Yakın geçmişte Kırım'ın Rusya tarafından ilhakı, NATO'yu Doğu'ya doğru jeopolitik genişleme konusunda bazı adımlar atmaya itmiştir. NATO liderleri bu doğrultuda, 2014 Galler Zirvesi'nde 2024 yılına kadar GSYİH'lerinin en az %2'sini ilk kez resmi olarak savunmaya harcamayı taahhüt ettiler.

NATO, kuruluşundan ve Soğuk Savaş'ın sona ermesinden bu yana, stratejik kaygılar ve olası Rus saldırganlığını caydırmak için Doğu'ya doğru genişlemenin önemli olduğunu düşündüğü bir strateji izledi. NATO bu şekilde Rusya'ya karşı etki alanını genişletiyor ve üye devletleri etrafında bir güvenlik tampon bölgesi oluşturuyor.

Sovyetler Birliği'nin dağılmasından sonra NATO, yeni üye ülkelere güvenlik garantileri sağlayarak bölgesel istikrar, demokrasi ve ekonomik büyüme arayışındaydı. Yani NATO özetle, Rusya'nın güvenlik tehditlerinin caydırılması için Doğu'ya doğru genişlemesini etkili bir yol olarak gördü.

Rusya'nın önündeki jeopolitik zorluklar

Sovyetler Birliği'nin dağılmasından bu yana Rusya ve Batı, NATO'nun Doğu'ya doğru genişleme planları konusunda anlaşmazlığa düştüler.

Rusya, NATO'nun genişlemesini ulusal güvenliğine yönelik tehditlerden biri ve bölgesel etkisinin ihlali olarak görüyor. Bu algı, Rusya'da gerilimlerin artmasına ve askeri hazırlığa daha fazla yatırım yapılmasına yol açtı. Hatta bu yatırımlar, tartışmalı bölgelerdeki varlığını artırmayı, nükleer cephaneliğini modernize etmeyi ve askeri yeteneklerini genişletmeyi içeriyor.

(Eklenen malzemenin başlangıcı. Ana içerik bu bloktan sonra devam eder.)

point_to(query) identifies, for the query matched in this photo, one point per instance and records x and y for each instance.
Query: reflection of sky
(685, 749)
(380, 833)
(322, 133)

Rusya için bir başka güvenlik tehdidi, NATO'nun jeopolitik varlığının ve genişlemesinin Rusya'nın komşu ülkelerle olan ilişkilerini ciddi şekilde etkilemesi ve değiştirmesidir.

Ukrayna ve Gürcistan gibi ülkeler Batı ile yakınlaşmaya çalıştılar. Bu durum, bu ülkeleri kendi etki alanı içinde gören ve Batı tarafından askeri operasyonlarda üs olarak kullanılacağından korkan Rusya ile de sorun yarattı.

NATO'nun genişlemesi Rusya ekonomisini de olumsuz etkiledi. Özellikle enerji sektörü, Rusya'nın Ukrayna'daki eylemlerine yanıt olarak uygulanan Batı yaptırımlarının etkilerini hissetti.

Son olarak, NATO ile Rusya arasında süregelen gerilimlerin küresel güvenlik ve istikrarı etkilediği gerçeğini de belirtmek gerekiyor.

Bu iki süper güç arasındaki bir askeri olayın, hem bölge hem de dünyanın geri kalanı üzerinde yıkıcı etkileri olacaktır. Bu nedenle, tırmanmayı önlemek ve işbirliği fırsatlarını artırmak için her iki tarafın da çok taraflı seviyelerde açık diyaloglar başlatması ve anlaşma alanları araması şarttır.

Her iki tarafın endişelerini ve çıkarlarını anlamak, NATO'nun genişlemesinin ortaya çıkardığı jeostratejik zorlukları ele almak ve Rusya'nın saldırgan tavrını yumuşatması için politikalar üretmek, her zamankinden daha önemli hale gelmiştir."